Los discípulos vieron a Dios en el rostro de Jesucristo. En el encuentro con el ser humano Jesús, Dios se manifestó a ellos. En la forma como Jesús hablaba, en su forma de mirar, de tocar, de dirigirse a los otros, ellos experimentaron a Dios. “Quien me ve, ve al Padre” (Jn 14, 9).

No es sólo en Jesús que podemos tener la experiencia de Dios, sino también en cada ser humano. En el monaquismo primitivo, tenía mucho vigor estar palabra: “Quien ve al hermano, ve a Dios”. El mismo Jesús, en el discurso del juicio final en Mt. 25, 31-46, se identificó con los pobres, los enfermos, los sin ropa y sin techo.

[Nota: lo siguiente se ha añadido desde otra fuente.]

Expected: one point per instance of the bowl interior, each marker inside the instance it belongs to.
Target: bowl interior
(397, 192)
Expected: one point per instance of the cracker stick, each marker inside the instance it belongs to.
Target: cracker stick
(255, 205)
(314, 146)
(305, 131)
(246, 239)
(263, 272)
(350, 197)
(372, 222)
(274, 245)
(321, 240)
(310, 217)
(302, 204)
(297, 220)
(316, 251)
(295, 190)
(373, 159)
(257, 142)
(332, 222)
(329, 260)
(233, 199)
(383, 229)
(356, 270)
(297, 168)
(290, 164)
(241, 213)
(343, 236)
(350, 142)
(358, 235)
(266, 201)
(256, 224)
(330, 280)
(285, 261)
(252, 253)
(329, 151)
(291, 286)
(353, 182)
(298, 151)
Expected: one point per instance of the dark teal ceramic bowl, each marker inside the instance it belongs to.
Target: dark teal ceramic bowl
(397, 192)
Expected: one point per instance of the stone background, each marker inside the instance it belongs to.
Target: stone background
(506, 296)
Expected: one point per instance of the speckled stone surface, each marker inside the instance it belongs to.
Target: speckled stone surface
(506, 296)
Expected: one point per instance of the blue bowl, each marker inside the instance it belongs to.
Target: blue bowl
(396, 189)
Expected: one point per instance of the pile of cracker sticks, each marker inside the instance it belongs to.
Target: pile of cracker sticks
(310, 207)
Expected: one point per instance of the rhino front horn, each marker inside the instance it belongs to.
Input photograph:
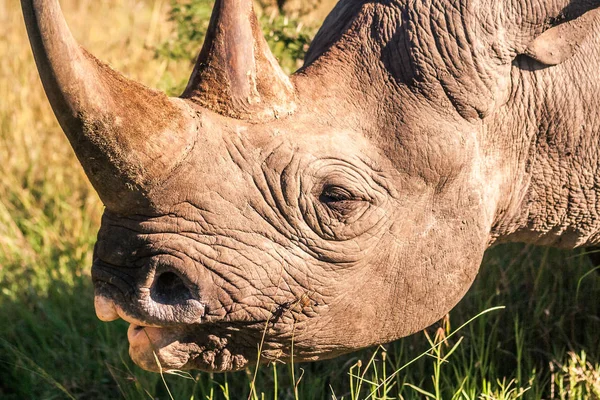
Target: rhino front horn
(127, 137)
(236, 74)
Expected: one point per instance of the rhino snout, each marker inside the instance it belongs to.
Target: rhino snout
(166, 301)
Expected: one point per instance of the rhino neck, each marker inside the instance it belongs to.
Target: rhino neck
(551, 139)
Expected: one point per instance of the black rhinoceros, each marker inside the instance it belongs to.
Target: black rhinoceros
(347, 205)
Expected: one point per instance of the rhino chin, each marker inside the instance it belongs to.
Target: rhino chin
(161, 349)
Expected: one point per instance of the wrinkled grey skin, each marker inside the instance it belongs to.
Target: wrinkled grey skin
(357, 208)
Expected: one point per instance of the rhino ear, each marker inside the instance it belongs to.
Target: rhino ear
(236, 74)
(560, 42)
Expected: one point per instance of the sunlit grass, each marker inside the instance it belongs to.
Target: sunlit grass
(544, 344)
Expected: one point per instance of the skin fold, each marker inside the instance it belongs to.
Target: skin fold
(347, 205)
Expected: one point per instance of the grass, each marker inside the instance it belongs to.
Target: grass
(545, 343)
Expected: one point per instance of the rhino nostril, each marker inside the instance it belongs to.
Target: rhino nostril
(170, 289)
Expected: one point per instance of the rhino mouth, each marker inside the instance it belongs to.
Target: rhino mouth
(162, 349)
(206, 346)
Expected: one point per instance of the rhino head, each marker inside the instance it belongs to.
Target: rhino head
(306, 216)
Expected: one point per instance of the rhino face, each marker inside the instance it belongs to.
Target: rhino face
(303, 218)
(297, 237)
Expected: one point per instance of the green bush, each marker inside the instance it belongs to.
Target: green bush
(288, 38)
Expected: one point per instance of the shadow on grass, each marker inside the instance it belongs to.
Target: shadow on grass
(53, 347)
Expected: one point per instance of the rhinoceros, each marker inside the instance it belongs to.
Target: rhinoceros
(347, 205)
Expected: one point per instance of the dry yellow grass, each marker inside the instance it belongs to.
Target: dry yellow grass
(37, 167)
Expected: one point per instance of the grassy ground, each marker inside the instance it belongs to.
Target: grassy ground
(545, 343)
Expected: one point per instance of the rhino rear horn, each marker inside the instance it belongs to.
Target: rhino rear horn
(127, 137)
(236, 74)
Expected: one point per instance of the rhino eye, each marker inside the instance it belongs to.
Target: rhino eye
(337, 197)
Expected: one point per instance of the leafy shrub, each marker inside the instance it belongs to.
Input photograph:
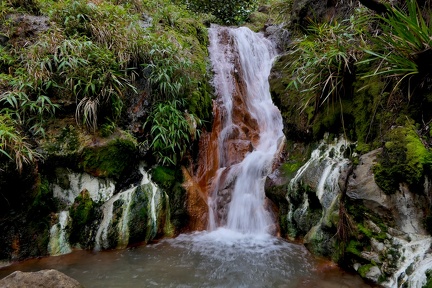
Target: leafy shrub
(404, 48)
(228, 12)
(13, 145)
(404, 160)
(84, 69)
(171, 131)
(322, 63)
(27, 102)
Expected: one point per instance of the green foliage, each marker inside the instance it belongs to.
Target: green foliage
(83, 212)
(171, 131)
(227, 12)
(110, 160)
(363, 270)
(404, 48)
(167, 72)
(322, 64)
(429, 279)
(13, 145)
(404, 160)
(164, 176)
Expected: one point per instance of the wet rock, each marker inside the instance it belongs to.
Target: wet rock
(373, 274)
(279, 35)
(42, 279)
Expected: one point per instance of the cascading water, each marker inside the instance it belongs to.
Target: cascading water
(251, 125)
(239, 153)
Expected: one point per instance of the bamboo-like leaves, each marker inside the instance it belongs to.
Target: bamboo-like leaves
(405, 36)
(13, 145)
(321, 61)
(171, 132)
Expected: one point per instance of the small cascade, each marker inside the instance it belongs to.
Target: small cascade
(249, 131)
(137, 214)
(124, 211)
(321, 174)
(69, 185)
(58, 243)
(117, 208)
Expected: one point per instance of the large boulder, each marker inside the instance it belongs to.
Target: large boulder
(40, 279)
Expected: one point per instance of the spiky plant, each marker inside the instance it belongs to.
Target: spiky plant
(171, 131)
(403, 51)
(13, 144)
(321, 62)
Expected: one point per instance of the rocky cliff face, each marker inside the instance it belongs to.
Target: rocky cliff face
(340, 212)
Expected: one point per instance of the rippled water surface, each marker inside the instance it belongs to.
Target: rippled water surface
(221, 258)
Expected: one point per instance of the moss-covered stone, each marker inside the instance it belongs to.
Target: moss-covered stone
(404, 160)
(111, 160)
(139, 214)
(84, 212)
(429, 279)
(170, 180)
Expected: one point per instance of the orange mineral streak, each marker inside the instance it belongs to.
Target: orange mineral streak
(236, 145)
(197, 185)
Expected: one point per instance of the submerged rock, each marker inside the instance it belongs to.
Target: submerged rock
(42, 279)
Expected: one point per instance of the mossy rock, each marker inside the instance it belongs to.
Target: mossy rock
(170, 180)
(139, 214)
(84, 213)
(111, 160)
(428, 279)
(404, 160)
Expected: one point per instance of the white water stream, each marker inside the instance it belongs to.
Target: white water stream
(242, 253)
(246, 211)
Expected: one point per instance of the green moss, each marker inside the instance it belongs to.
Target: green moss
(404, 160)
(165, 177)
(363, 270)
(429, 279)
(111, 160)
(354, 247)
(138, 219)
(43, 202)
(83, 213)
(170, 180)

En verdad, para con estos caídos al borde del camino, debo tener las mismas actitudes de Cristo. Este es mi lugar de encuentro con el verdadero Dios. Tomando el texto de Lc. 10, 25-37, vemos que Jesús es el Buen Samaritano, por excelencis, pues se inclinó hasta nuestra miseria, nos levantó y nos curó. Nos invita a tener las mismas actitudes y sentimientos. Quien reconoce al propio Cristo en el rostro de quien sufre necesidad, hay que ir a su encuentro de una forma diferente y tratarlo de manera diferente. No podemos ver a Dios directamente en el ser humano. Es necesario tener ojos de fe para en esta persona concreta ver más allá de lo que ven los ojos. Tengo que meditar profundamente en el misterio del ser humano. No puedo restringir al otro aquello que en él percibo. En cada uno está presente un misterio que lo ultrapasa, un nucleo divino, y más, Dios mismo vive en cada ser humano. Si realmente medito sobre el otro, he de reconocer cuan poco se sobre él, y como en el me deparo con algo que no soy capaz de describir. Es Dios, en último análisis, quien brilla para mi en mi hermano y en mi hermana. Para que el otro sea mi prójimo, necesito hacerme prójimo de él.

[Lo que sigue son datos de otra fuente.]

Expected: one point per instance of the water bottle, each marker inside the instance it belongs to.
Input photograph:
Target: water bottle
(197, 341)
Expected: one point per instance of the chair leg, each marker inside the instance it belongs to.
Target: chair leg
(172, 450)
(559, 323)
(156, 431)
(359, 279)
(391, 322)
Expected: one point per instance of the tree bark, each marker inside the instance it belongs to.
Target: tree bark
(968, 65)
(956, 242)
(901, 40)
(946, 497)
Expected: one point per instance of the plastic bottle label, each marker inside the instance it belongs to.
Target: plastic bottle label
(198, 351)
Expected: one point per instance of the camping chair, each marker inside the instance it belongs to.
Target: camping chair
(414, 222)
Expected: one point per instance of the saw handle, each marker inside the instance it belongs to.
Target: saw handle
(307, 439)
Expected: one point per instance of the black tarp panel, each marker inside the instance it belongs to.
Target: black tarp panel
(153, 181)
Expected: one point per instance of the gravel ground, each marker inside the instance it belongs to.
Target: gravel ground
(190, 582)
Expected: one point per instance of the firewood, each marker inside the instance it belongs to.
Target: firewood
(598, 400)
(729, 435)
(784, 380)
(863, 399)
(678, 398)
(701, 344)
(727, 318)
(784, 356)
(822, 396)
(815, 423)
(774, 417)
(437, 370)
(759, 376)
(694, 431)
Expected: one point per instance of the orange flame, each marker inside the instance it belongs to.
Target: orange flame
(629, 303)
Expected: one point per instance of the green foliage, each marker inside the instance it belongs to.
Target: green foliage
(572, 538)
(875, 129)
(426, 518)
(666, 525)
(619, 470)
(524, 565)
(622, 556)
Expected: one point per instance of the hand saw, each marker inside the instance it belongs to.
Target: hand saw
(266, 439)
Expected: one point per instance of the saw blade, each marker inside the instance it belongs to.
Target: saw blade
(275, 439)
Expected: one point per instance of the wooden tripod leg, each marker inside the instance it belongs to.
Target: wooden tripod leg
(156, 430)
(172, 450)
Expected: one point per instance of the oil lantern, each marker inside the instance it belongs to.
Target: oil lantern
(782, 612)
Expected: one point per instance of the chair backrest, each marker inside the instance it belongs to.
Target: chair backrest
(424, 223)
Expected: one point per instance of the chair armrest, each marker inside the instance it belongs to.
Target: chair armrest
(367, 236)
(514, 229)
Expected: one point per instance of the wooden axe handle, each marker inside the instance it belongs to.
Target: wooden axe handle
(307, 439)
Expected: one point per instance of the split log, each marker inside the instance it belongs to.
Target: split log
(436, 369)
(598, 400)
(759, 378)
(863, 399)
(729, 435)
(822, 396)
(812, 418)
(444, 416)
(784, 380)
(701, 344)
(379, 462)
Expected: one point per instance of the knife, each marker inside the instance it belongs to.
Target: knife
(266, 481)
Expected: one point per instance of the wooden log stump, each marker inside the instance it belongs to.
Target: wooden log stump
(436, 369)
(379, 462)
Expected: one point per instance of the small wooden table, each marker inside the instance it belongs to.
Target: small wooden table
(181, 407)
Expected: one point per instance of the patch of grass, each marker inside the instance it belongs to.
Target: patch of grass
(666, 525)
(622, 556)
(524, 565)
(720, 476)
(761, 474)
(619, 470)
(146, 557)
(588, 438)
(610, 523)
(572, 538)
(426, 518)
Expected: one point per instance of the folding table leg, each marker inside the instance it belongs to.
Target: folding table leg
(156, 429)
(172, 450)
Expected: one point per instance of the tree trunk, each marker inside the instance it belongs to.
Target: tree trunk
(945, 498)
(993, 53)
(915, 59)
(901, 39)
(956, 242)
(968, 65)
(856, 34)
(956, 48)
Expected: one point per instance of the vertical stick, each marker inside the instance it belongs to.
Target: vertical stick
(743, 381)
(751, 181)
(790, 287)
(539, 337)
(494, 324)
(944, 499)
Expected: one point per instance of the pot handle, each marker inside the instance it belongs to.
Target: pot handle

De muchos santos se cuenta que Dios vino a su encuentro justamente en el rostro del pobre y del enfermo. Cuando San Martin compartió su manto con el pobre, Cristo se le apareció en sueños y le reveló que aquel pobre era él mismo. Cuando San Francisco besó al leproso, en él reconoció a Cristo. Precisamente en la persona que no tiene nada atrayente para presentar a los otros puede brillar para nosotros el misterio de Dios. Esta realidad tampoco fue difícil para Calabria que, a partir de su descubrimiento sobre la paternidad de Dios, no consideraba como extrañas a las personas que venían a su encuentro, sino hermanos y hermanas para ser amados y recibidos, principalmente si pasan necesidad. Podemos ejercitarnos para considerar al otro con los ojos de la fe. Pero para que en el otro podamos experimentar al mismo Dios, es necesaria su gracia. Siempre es apenas por un momento que Dios brilla para nosotros en el otro. Después ya no lo vemos más. Pasa con nosotros lo mismo que le pasó a los discípulos de Emaús. En el momento de partir el pan “se le abrieron los ojos y lo reconocieron, pero él desapareció” (Lc 24,31).

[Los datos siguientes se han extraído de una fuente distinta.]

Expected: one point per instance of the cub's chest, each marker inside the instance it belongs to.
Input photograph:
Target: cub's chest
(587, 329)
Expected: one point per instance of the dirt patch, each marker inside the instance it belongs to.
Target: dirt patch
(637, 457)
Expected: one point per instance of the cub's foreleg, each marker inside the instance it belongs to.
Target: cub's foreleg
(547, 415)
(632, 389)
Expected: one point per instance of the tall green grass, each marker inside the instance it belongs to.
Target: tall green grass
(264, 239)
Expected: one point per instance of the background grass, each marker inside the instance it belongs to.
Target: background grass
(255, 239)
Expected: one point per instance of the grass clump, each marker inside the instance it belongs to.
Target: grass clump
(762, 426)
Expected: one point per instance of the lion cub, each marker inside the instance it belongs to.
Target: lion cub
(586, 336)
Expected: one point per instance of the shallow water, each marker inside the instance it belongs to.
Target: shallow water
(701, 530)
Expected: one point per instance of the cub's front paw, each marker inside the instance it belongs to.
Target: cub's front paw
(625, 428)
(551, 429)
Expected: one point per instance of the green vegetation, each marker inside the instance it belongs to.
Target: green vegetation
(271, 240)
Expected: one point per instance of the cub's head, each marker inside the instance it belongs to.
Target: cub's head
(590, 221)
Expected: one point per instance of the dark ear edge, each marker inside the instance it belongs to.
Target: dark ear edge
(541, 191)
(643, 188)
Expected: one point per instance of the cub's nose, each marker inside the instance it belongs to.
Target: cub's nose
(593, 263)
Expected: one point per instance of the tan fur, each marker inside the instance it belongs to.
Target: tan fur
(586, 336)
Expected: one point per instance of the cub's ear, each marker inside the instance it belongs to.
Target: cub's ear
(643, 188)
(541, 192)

La experiencia de Dios en el rostro del hermano o de la hermana, exige de nosotros una total sensibilidad y atención. Se trata de una manera diferente de relacionarse. No podemos permitir que nuestros encuentros con las personas sean tan vacios al punto de impedirnos hacer la experiencia del eterno, del Dios amor. Con seguridad, cada encuentro es un compartir que se hace y nunca salimos más pobres. Dios nos ayude a no perdernos un solo instante de los que se nos da para experimentarlo y que estos encuentros sean verdaderamente llenos de sentido.

Para preguntarse: en mi historia personal, ¿ cómo he vivido la pasión por el ser humano para llegar a Dios?